Prenons l’ordre alphabétique parce qu’il est arbitraire : dans ces Chroniques de l’éphémère et ces Chants dérobés il y a principalement du chant, du jeu d’acteur, de la littérature, de la musique, de la photographie et de la scénographie. Mais nous ne sommes pas pour autant dans la fusion de tous ces langages afin que soit créée une œuvre d’art totale, une sorte de somme massive dont les éléments s’effacent pour se fondre dans un tout. Nous sommes, au contraire, dans un théâtre où ces formes d’art demeurent distinctes afin d’entrer en dialogue les unes avec les autres. Le dialogue, ici, n’est pas constitué par l’enchaînement des différentes répliques du texte, mais il est ce qui circule entre ces différentes formes d’art considérées comme pleinement autonomes; rien n’existe pour illustrer ce qui est signifié autrement. On a affaire ici à des conjonctions fécondes plutôt qu’à des redites qui n’osent dire leur nom, voire des pléonasmes. En même temps, chaque art est sollicité comme principal vecteur de certains réseaux de sens. Ainsi, dans les Chroniques de l’éphémère, l’inconscient passe par l’image photographique, les récits par la littérature et l’émotion, comme l’atmosphère, par la musique.
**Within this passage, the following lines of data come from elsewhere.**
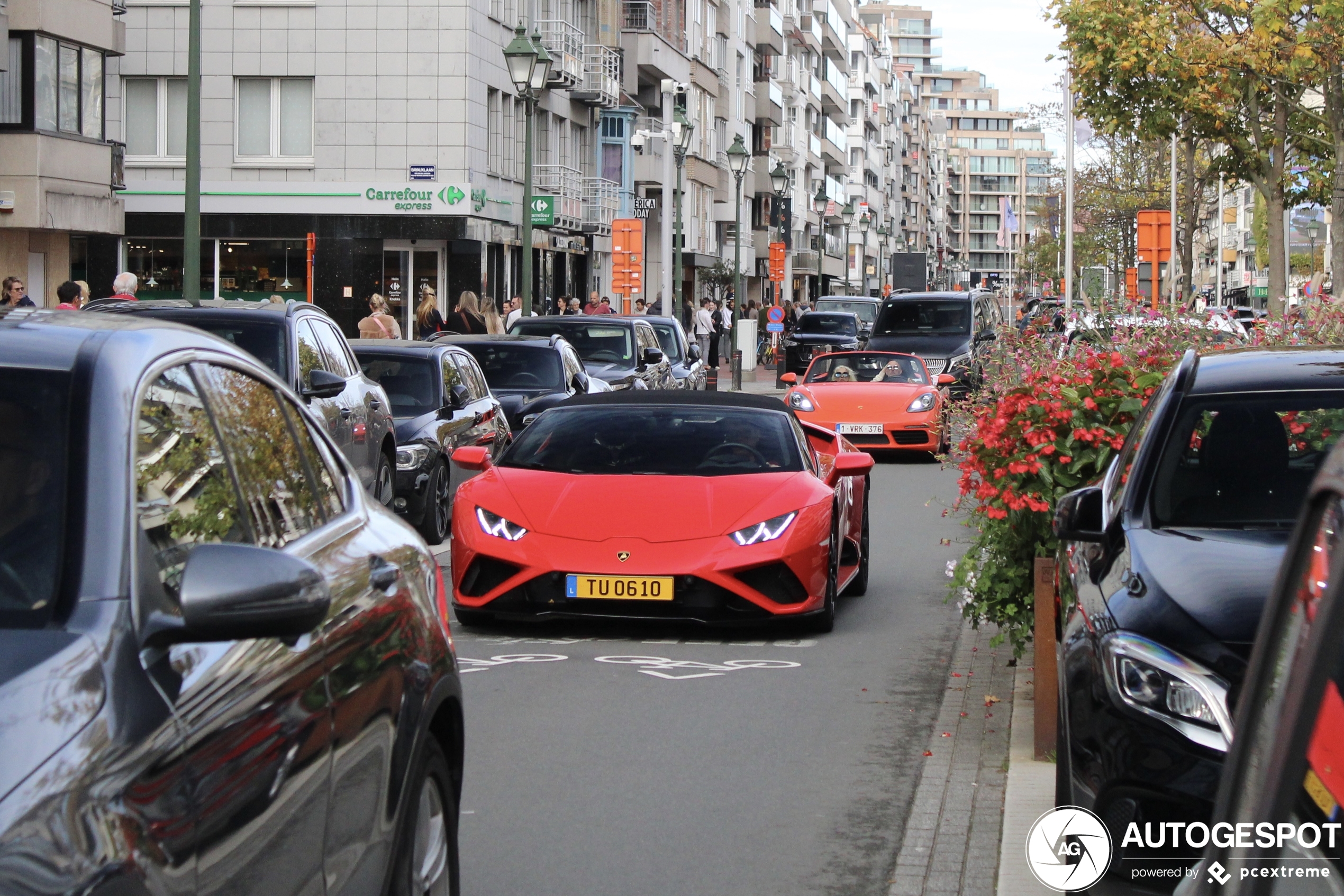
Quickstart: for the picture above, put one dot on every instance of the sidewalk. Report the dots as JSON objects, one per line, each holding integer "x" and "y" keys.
{"x": 982, "y": 789}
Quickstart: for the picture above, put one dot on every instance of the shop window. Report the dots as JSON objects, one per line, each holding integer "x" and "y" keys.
{"x": 275, "y": 121}
{"x": 155, "y": 120}
{"x": 258, "y": 269}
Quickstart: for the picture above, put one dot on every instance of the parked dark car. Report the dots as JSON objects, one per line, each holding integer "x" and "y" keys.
{"x": 441, "y": 402}
{"x": 866, "y": 307}
{"x": 621, "y": 351}
{"x": 302, "y": 344}
{"x": 687, "y": 364}
{"x": 818, "y": 334}
{"x": 1164, "y": 571}
{"x": 527, "y": 374}
{"x": 949, "y": 331}
{"x": 223, "y": 668}
{"x": 1284, "y": 765}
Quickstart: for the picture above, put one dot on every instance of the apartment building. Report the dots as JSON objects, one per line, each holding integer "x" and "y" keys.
{"x": 389, "y": 132}
{"x": 996, "y": 160}
{"x": 58, "y": 171}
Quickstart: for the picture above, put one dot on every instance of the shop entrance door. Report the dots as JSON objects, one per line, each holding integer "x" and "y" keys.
{"x": 407, "y": 268}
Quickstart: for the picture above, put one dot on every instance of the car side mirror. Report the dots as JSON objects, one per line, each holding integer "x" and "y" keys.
{"x": 241, "y": 591}
{"x": 1078, "y": 516}
{"x": 323, "y": 385}
{"x": 472, "y": 457}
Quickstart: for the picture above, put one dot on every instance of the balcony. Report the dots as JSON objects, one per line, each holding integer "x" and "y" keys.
{"x": 601, "y": 203}
{"x": 565, "y": 43}
{"x": 769, "y": 30}
{"x": 566, "y": 185}
{"x": 601, "y": 85}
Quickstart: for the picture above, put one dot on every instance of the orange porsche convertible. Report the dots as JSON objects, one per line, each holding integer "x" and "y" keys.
{"x": 875, "y": 399}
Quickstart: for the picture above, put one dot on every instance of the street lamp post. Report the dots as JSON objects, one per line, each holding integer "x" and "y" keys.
{"x": 847, "y": 218}
{"x": 780, "y": 183}
{"x": 738, "y": 159}
{"x": 865, "y": 223}
{"x": 529, "y": 68}
{"x": 682, "y": 132}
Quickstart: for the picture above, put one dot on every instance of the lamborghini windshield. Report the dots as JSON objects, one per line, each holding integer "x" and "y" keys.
{"x": 666, "y": 440}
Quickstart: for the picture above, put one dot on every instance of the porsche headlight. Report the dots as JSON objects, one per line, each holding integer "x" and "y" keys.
{"x": 921, "y": 404}
{"x": 498, "y": 526}
{"x": 410, "y": 457}
{"x": 768, "y": 531}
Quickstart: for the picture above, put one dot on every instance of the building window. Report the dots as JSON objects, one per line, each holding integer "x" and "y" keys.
{"x": 155, "y": 118}
{"x": 66, "y": 88}
{"x": 275, "y": 121}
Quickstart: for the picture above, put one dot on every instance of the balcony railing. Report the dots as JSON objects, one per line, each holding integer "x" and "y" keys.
{"x": 565, "y": 43}
{"x": 601, "y": 84}
{"x": 641, "y": 15}
{"x": 601, "y": 203}
{"x": 566, "y": 186}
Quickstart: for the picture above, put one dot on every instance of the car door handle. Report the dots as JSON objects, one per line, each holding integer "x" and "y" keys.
{"x": 382, "y": 574}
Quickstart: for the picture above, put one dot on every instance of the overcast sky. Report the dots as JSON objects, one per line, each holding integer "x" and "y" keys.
{"x": 1006, "y": 39}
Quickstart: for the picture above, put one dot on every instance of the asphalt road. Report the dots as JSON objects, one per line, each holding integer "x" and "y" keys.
{"x": 784, "y": 765}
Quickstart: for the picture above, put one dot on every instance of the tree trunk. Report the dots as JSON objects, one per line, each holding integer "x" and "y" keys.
{"x": 1190, "y": 215}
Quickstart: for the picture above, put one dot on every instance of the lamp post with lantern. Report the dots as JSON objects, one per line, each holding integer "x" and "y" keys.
{"x": 738, "y": 160}
{"x": 682, "y": 132}
{"x": 529, "y": 68}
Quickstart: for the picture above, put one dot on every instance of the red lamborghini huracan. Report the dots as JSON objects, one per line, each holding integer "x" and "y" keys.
{"x": 663, "y": 506}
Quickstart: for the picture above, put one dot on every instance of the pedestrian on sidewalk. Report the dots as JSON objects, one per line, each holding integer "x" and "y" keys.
{"x": 379, "y": 324}
{"x": 705, "y": 331}
{"x": 467, "y": 320}
{"x": 428, "y": 320}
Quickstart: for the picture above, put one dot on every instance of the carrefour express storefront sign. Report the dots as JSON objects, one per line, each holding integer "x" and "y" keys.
{"x": 323, "y": 198}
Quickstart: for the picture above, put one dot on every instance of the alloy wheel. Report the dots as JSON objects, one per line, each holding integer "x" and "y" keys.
{"x": 429, "y": 860}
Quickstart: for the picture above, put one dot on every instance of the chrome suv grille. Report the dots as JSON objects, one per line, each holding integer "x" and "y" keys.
{"x": 936, "y": 364}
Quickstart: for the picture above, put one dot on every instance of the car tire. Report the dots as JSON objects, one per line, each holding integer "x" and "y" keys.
{"x": 439, "y": 506}
{"x": 474, "y": 618}
{"x": 426, "y": 857}
{"x": 859, "y": 585}
{"x": 385, "y": 484}
{"x": 825, "y": 618}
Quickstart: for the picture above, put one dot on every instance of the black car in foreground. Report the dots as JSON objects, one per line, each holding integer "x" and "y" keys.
{"x": 441, "y": 402}
{"x": 300, "y": 344}
{"x": 527, "y": 374}
{"x": 1164, "y": 571}
{"x": 1285, "y": 765}
{"x": 949, "y": 331}
{"x": 818, "y": 334}
{"x": 687, "y": 364}
{"x": 223, "y": 668}
{"x": 621, "y": 351}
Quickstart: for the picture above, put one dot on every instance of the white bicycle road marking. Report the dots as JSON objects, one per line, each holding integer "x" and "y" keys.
{"x": 510, "y": 640}
{"x": 660, "y": 666}
{"x": 482, "y": 665}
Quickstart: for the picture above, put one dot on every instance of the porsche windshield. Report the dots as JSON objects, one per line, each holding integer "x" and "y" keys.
{"x": 934, "y": 317}
{"x": 867, "y": 367}
{"x": 665, "y": 440}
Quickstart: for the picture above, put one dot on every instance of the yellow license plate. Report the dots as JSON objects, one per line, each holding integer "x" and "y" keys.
{"x": 619, "y": 588}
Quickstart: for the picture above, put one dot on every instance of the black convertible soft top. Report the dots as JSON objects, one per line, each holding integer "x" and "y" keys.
{"x": 679, "y": 397}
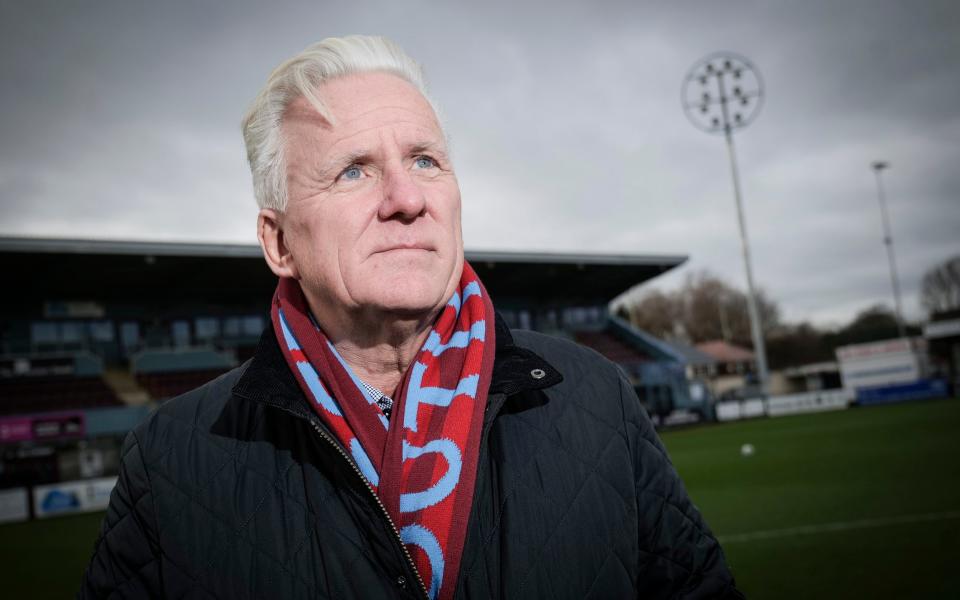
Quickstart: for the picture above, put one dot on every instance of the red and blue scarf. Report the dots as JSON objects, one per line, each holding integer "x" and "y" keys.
{"x": 422, "y": 463}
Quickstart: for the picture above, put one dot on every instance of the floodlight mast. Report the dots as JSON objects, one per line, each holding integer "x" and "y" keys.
{"x": 712, "y": 114}
{"x": 877, "y": 167}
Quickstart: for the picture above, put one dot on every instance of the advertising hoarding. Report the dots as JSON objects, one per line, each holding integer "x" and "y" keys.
{"x": 72, "y": 497}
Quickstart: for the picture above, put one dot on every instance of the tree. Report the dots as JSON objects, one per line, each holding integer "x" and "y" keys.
{"x": 940, "y": 287}
{"x": 657, "y": 313}
{"x": 703, "y": 308}
{"x": 870, "y": 325}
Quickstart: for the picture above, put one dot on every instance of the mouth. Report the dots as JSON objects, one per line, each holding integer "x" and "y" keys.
{"x": 405, "y": 247}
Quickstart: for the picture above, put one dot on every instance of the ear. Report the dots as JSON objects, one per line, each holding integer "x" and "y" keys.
{"x": 275, "y": 251}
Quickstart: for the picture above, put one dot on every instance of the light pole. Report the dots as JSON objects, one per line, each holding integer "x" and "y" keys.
{"x": 877, "y": 167}
{"x": 723, "y": 92}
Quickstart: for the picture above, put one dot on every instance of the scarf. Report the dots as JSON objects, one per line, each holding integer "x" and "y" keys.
{"x": 422, "y": 463}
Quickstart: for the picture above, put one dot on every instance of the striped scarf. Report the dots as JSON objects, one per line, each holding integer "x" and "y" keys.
{"x": 422, "y": 463}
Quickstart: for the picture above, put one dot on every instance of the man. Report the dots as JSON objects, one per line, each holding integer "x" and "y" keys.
{"x": 391, "y": 438}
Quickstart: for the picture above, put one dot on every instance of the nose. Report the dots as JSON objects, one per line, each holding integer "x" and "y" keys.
{"x": 402, "y": 197}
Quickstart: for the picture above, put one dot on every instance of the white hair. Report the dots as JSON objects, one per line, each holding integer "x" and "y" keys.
{"x": 301, "y": 76}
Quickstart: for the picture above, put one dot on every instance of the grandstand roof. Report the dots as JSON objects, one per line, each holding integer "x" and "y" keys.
{"x": 159, "y": 271}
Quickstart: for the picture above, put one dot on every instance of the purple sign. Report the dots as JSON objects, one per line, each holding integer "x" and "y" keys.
{"x": 41, "y": 427}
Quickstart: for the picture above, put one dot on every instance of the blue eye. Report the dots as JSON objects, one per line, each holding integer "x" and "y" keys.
{"x": 352, "y": 172}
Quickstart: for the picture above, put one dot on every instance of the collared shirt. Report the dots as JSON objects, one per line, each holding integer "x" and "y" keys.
{"x": 383, "y": 401}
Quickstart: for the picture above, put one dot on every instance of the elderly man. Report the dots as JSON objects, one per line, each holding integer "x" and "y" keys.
{"x": 391, "y": 438}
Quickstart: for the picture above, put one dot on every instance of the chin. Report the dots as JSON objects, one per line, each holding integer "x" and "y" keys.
{"x": 414, "y": 293}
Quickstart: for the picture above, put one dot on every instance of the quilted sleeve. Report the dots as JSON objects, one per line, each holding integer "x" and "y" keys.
{"x": 125, "y": 561}
{"x": 679, "y": 556}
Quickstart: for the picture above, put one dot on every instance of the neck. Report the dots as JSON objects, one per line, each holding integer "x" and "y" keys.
{"x": 378, "y": 346}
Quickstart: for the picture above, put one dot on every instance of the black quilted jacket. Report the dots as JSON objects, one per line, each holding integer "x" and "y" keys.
{"x": 235, "y": 491}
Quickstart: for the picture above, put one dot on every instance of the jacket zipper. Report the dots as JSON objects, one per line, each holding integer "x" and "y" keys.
{"x": 383, "y": 509}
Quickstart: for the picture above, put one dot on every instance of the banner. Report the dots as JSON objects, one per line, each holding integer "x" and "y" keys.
{"x": 72, "y": 497}
{"x": 41, "y": 427}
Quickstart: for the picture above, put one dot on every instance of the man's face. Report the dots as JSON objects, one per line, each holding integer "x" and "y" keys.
{"x": 373, "y": 211}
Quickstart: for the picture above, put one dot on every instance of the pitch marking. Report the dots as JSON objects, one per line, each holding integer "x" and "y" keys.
{"x": 837, "y": 526}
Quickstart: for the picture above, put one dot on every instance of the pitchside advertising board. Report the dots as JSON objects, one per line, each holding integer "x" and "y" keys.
{"x": 882, "y": 363}
{"x": 889, "y": 371}
{"x": 47, "y": 426}
{"x": 72, "y": 497}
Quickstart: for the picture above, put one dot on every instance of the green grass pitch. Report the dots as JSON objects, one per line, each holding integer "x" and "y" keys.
{"x": 863, "y": 503}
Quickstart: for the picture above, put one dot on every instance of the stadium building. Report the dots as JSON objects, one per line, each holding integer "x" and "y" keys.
{"x": 95, "y": 333}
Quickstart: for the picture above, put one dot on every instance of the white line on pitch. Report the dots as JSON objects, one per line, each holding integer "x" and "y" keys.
{"x": 837, "y": 526}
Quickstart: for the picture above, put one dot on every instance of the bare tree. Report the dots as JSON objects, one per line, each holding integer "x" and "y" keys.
{"x": 657, "y": 313}
{"x": 704, "y": 308}
{"x": 940, "y": 289}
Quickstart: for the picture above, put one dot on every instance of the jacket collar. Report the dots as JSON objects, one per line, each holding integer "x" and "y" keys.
{"x": 267, "y": 378}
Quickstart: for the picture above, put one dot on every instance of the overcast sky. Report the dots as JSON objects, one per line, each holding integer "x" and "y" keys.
{"x": 120, "y": 120}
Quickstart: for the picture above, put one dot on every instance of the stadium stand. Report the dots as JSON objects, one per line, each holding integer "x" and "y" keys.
{"x": 115, "y": 327}
{"x": 19, "y": 395}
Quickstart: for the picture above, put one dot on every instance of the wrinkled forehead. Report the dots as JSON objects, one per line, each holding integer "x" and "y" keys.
{"x": 362, "y": 102}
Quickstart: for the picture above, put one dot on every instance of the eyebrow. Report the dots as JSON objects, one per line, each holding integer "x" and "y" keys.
{"x": 365, "y": 155}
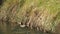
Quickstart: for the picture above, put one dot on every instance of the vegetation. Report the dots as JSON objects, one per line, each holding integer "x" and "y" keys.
{"x": 43, "y": 15}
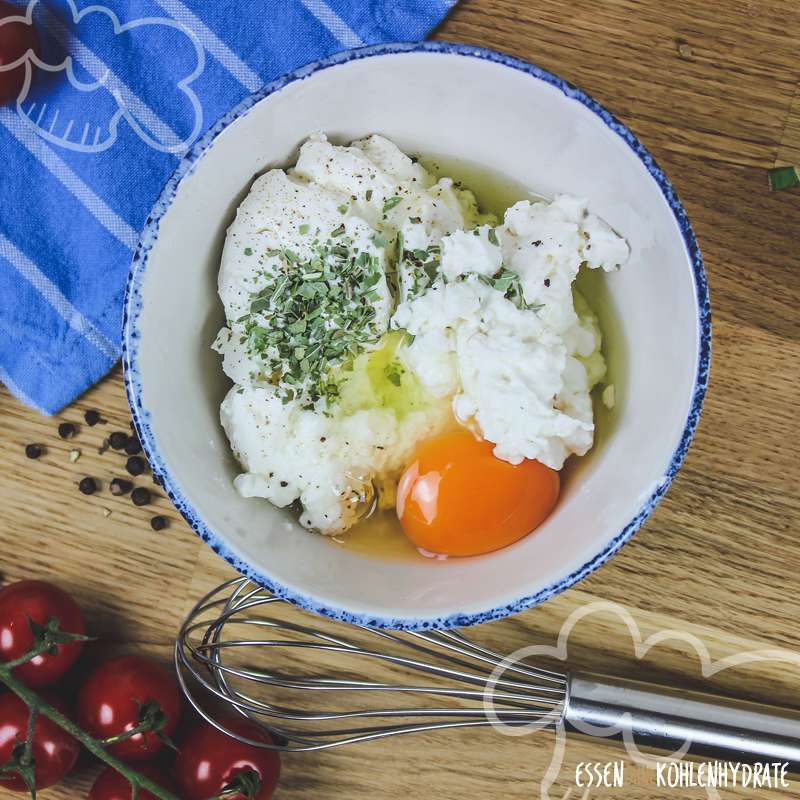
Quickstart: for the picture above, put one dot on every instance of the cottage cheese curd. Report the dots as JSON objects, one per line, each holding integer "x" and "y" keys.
{"x": 370, "y": 307}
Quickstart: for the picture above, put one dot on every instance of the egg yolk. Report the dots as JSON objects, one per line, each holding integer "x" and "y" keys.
{"x": 456, "y": 497}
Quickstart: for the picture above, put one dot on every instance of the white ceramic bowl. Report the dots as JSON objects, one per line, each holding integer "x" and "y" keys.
{"x": 470, "y": 104}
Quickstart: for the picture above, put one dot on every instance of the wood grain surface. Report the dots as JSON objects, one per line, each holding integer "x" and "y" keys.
{"x": 712, "y": 90}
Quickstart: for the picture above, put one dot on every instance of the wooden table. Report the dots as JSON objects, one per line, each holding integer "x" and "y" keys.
{"x": 712, "y": 90}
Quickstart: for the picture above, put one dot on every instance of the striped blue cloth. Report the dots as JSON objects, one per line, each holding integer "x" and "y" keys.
{"x": 116, "y": 95}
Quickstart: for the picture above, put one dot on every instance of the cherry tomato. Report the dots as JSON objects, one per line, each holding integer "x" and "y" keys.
{"x": 54, "y": 750}
{"x": 110, "y": 785}
{"x": 38, "y": 601}
{"x": 210, "y": 760}
{"x": 116, "y": 694}
{"x": 16, "y": 38}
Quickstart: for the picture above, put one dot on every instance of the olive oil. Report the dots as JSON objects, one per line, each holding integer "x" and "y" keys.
{"x": 380, "y": 536}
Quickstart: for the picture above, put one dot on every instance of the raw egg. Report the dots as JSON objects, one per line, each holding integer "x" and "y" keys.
{"x": 456, "y": 497}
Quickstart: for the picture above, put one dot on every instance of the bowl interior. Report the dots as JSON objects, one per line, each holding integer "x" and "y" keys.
{"x": 485, "y": 112}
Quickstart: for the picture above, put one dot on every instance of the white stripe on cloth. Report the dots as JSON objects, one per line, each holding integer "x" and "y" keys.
{"x": 107, "y": 217}
{"x": 15, "y": 389}
{"x": 213, "y": 44}
{"x": 53, "y": 295}
{"x": 99, "y": 71}
{"x": 333, "y": 22}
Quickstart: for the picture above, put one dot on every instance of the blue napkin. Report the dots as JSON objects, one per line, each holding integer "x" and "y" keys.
{"x": 114, "y": 97}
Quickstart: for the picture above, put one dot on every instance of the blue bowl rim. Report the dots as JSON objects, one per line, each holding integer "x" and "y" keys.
{"x": 131, "y": 335}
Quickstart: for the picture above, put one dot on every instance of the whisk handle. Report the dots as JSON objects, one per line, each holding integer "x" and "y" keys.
{"x": 662, "y": 719}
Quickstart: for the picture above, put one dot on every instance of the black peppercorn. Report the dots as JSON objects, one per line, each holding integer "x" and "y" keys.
{"x": 92, "y": 417}
{"x": 120, "y": 486}
{"x": 140, "y": 496}
{"x": 118, "y": 440}
{"x": 135, "y": 465}
{"x": 33, "y": 450}
{"x": 66, "y": 430}
{"x": 88, "y": 485}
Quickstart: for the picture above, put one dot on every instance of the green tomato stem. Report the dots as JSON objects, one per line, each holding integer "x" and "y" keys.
{"x": 39, "y": 706}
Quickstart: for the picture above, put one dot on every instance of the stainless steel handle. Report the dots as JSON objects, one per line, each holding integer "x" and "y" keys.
{"x": 663, "y": 719}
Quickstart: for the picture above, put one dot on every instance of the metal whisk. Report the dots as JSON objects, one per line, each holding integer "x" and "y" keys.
{"x": 304, "y": 663}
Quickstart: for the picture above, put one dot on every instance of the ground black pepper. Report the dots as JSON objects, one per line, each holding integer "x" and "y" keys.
{"x": 33, "y": 450}
{"x": 66, "y": 430}
{"x": 135, "y": 465}
{"x": 140, "y": 496}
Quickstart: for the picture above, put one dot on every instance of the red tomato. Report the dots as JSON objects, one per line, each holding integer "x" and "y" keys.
{"x": 210, "y": 760}
{"x": 54, "y": 750}
{"x": 16, "y": 38}
{"x": 110, "y": 785}
{"x": 112, "y": 699}
{"x": 38, "y": 601}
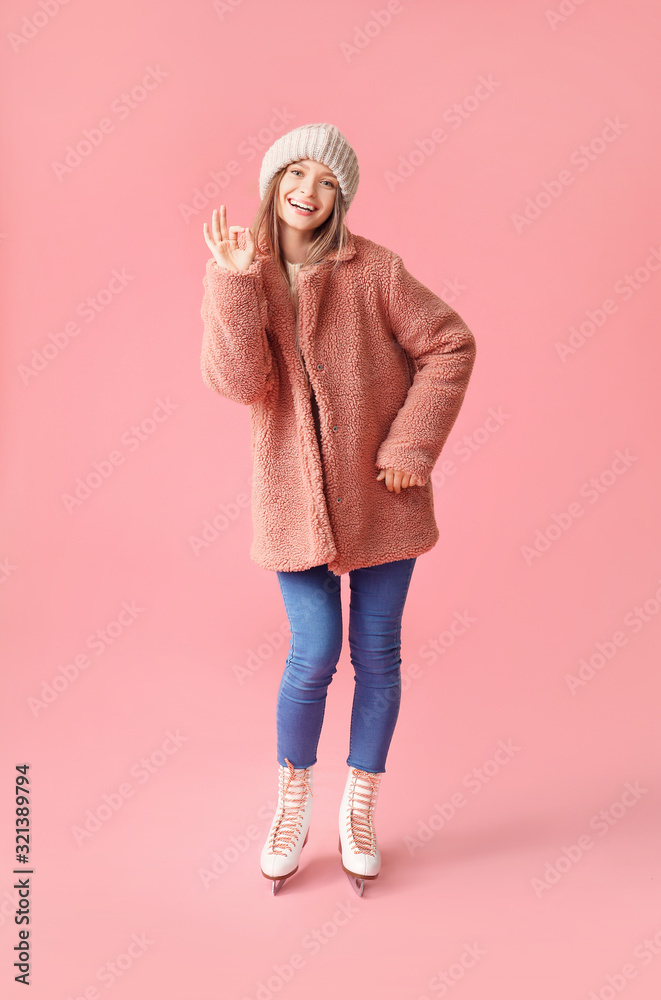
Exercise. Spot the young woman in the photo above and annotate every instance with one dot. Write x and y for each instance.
(354, 373)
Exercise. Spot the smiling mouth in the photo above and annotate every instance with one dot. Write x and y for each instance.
(300, 206)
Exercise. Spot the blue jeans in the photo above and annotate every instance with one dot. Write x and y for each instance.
(313, 605)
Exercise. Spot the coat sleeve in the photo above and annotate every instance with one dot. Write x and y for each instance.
(236, 358)
(443, 349)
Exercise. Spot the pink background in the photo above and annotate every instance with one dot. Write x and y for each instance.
(174, 663)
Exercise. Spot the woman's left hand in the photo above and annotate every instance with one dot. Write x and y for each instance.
(396, 479)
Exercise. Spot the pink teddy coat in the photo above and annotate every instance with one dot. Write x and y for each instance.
(389, 362)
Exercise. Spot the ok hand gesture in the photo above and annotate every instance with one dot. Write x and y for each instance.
(223, 243)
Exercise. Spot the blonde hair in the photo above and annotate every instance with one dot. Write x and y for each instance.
(329, 237)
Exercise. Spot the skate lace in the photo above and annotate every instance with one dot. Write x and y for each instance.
(294, 787)
(362, 798)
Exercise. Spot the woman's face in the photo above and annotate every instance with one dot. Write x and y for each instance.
(310, 183)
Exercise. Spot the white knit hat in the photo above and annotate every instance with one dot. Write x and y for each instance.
(321, 142)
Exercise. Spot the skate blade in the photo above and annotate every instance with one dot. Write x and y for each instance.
(277, 883)
(357, 884)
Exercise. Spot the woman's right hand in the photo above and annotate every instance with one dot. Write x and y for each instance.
(223, 243)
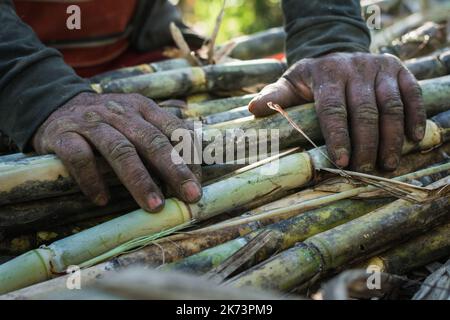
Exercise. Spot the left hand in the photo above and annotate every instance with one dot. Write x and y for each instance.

Une telle façon d’envisager les arts de la scène repose sur un savoir et un savoir-faire qu’Augustin Rioux développe depuis plus de vingt ans : ce que chaque forme d’art peut et ne peut pas signifier. Ce qui entraîne dans ses œuvres un jeu sur la limite voire l’épuisement des langages artistiques. Ainsi, dans Chants dérobés, au moment où le discours se perd (pour dire que la voiture des personnages s’engage dans une voie imprévue), le chant, par des lieder auxquels le récit a fait plus tôt allusion, arrive pour prendre le relais d’une parole épuisée.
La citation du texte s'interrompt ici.